I'm not claiming that just saying it on a discussion online suffices to make a
difference. You need to actually act in real life. I do so by talking about
what is going on in the media with my wife and kids, and encouraging them to
do the same with their friends. It might be small, but it is something. And
enough people making small changes DO solve problems.

------
bobjordan
This is solid and helpful. Still yet, these days on Facebook it's hard to even
discern the real news from the obvious fakes, even after including these tips.
For example, yesterday came upon a picture of Tila Tequila doing a Sieg Heil
salute in a small crowd of otherwise well-dressed upscale looking types. I did
not recognize the source. So I thought a second - do I really need to spend
the time to figure out what the heck is going on in this picture? Frankly, I
encourage one of you enterprising programmers to make us a chrome or firefox
add-in that acts as a rating system that overlays "probability of fake" on
stories that look like they may be news.

------
ZeroGravitas
I remember first becoming aware of "urban legends" maybe a couple of decades
ago. One of the interesting things about them, is that they give you some
insight into what people are scared of. They evolve and thrive over time by
hitting people's emotions in just the right way.

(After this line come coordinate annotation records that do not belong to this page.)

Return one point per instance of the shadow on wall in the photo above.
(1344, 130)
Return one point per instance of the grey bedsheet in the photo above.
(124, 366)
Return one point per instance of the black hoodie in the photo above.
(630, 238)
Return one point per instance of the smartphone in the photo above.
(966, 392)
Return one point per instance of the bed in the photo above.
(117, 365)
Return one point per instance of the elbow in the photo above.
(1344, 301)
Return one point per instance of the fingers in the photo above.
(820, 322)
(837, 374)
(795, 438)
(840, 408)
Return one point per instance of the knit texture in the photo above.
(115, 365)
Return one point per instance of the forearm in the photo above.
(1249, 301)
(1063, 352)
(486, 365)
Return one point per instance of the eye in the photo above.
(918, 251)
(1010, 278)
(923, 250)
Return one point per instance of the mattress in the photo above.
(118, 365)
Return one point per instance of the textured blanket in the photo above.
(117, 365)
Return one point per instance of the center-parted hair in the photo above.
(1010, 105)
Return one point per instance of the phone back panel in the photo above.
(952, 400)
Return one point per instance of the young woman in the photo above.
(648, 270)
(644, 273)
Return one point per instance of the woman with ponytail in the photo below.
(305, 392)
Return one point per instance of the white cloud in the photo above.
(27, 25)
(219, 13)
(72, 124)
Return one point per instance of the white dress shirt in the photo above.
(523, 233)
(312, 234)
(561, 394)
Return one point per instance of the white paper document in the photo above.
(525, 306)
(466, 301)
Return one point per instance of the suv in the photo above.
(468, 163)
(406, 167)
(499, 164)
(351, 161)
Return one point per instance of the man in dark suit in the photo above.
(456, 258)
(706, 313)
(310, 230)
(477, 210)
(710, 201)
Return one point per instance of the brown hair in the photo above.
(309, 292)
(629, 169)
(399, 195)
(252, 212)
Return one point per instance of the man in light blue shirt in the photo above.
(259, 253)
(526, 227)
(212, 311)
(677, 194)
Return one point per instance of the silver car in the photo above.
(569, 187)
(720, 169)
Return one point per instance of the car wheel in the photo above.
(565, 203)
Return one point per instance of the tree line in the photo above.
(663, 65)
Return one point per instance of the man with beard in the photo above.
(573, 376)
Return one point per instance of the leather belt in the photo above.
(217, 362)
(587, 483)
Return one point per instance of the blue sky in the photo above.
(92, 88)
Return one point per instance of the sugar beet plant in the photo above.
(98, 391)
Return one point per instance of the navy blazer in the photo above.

So the message I pick up from this "fake news" is the very real message that
some conservative view Democrat voters as criminals (based on them being non-
white?) Enough so that a fairly thin rumour alleging the same can go viral.

I'd be interested in a news article that farmed these things and reported back
what people are believing on Facebook.

------
neom
Of course, this requires you to actually want to detect fake news.